Der Geschichte muss man ins Auge sehen

von Christiane Weber

Erfurt/Weimar. (tlz) Wer meint, Zwölftklässlerinnen fehle die notwendige Reife, um sich mit der berüchtigten Firma "Topf & Söhne" zu befassen, irrt. Sieben Weimarer Goethe-Gymnasiastinnen, die sich in einer Arbeitsgemeinschaft ein Jahr lang den Protagonisten des Erfurter Werkes widmeten, wo Verbrennungsöfen für Hitlers Konzentrationslager hergestellt wurden, beweisen das genaue Gegenteil. Behutsam angeleitet von Elke Deperade, Lehrerin für Geschichte und Geographie, suchten die Schülerinnen des Leistungskurses Geschichte zu ergründen, aus welchem Holz die Menschen geschnitzt waren, die sich mit dieser Idee verbündeten.

Das Wohl der Firma steht über allem

"Mädchen sind besonders engagiert", hat Elke Deperade erfahren, doch eigentlich war es mehr ein Zufall, dass keine Mitschüler an dem freiwilligen Projekt mitarbeiteten. Durch Theater mit szenischen Elementen erreicht man mehr Leute, erzählt Maria Dölle, warum man sich für diese Form entschied. Anlass zur tiefergehenden Auseinandersetzung mit der Thematik war ein Besuch der Ausstellung "Techniker der ,Endlösung´ Topf & Söhne - Die Ofenbauer von Auschwitz".

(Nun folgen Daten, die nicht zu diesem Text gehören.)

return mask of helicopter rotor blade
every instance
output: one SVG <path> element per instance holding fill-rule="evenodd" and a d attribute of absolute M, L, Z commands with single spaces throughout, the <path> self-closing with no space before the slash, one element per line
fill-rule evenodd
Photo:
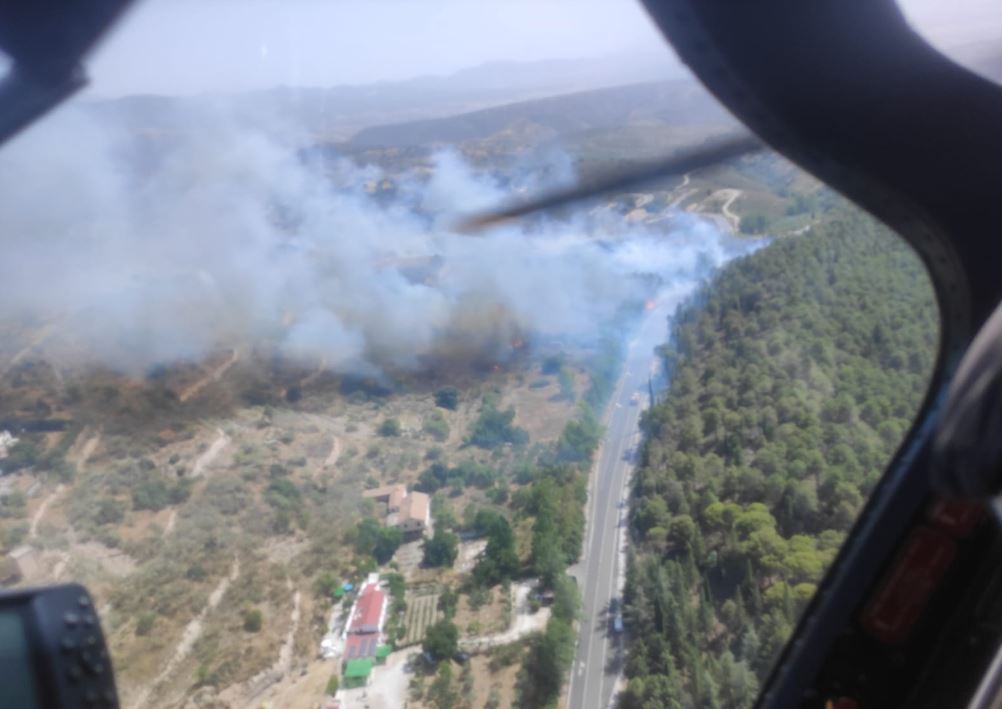
<path fill-rule="evenodd" d="M 575 185 L 568 189 L 555 190 L 537 199 L 515 203 L 483 214 L 475 214 L 460 221 L 456 230 L 462 233 L 476 233 L 502 222 L 518 219 L 529 214 L 545 212 L 600 197 L 610 192 L 624 192 L 640 185 L 666 177 L 682 175 L 693 170 L 711 167 L 731 158 L 748 155 L 765 148 L 765 145 L 750 133 L 731 135 L 714 140 L 696 148 L 680 151 L 666 160 L 660 160 L 633 170 L 626 175 Z"/>

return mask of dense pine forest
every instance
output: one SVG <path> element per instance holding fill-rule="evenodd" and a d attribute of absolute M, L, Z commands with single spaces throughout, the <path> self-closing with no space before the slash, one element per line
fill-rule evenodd
<path fill-rule="evenodd" d="M 678 314 L 634 479 L 624 708 L 742 707 L 918 409 L 932 290 L 840 207 Z"/>

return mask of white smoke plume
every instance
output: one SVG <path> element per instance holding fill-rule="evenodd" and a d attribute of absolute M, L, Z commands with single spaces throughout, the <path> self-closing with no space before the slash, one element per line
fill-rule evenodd
<path fill-rule="evenodd" d="M 548 179 L 568 166 L 550 160 Z M 516 334 L 597 335 L 649 292 L 637 274 L 692 284 L 732 251 L 696 220 L 612 240 L 582 219 L 463 236 L 452 219 L 511 188 L 452 153 L 430 177 L 394 176 L 390 203 L 372 194 L 383 178 L 223 118 L 140 139 L 64 110 L 0 150 L 0 321 L 56 323 L 125 371 L 264 343 L 368 375 L 498 356 Z"/>

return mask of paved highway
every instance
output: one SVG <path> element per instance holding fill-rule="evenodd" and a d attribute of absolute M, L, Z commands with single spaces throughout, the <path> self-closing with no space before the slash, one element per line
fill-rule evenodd
<path fill-rule="evenodd" d="M 658 366 L 654 348 L 667 339 L 667 317 L 676 304 L 659 302 L 641 322 L 606 412 L 605 441 L 592 471 L 584 555 L 575 573 L 583 608 L 567 691 L 570 709 L 605 709 L 620 674 L 623 636 L 613 631 L 609 607 L 620 597 L 626 563 L 627 481 L 640 441 L 640 413 L 649 399 L 648 376 Z"/>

"Um Geschichte zu lernen, muss man der Geschichte ins Auge sehen", machten die Abiturientinnen sich einen Ausspruch von Steven Spielberg ("Schindlers Liste") zu eigen. "Wir erhielten sehr viel Info-Material, so dass wir uns ein Bild machen konnten", informiert Anne Schuchardt.

Aus Originaltexten historischen Dokumenten, Zeugen- und Verhöraussagen von Mitarbeitern der Firma "Topf & Söhne" entwickelten die Schülerinnen ein fiktives Gespräch, das durch einen Moderator, der in gewisser Weise die Nachkriegsöffentlichkeit verkörpert, geleitet wird. Die Gymnasiastinnen erfuhren, dass "das Wohl der Firma" über alles gestellt wurde (Firmenchef Ernst Wolfgang Topf). Dass "keiner Schuld hat", man sich vielmehr als "wichtiger Partner für die SS" (Ingenieur Kurt Prüfer) empfand. Dass "alles für das Ideal" (Prokurist Fritz Sander) gefertigt wurde. Sie erfuhren, dass alle sehr genau wussten, wozu die gelieferten Verbrennungsöfen in Auschwitz gebraucht wurden. Und dass alle dennoch ohne Skrupel ihrer Arbeit nachgingen.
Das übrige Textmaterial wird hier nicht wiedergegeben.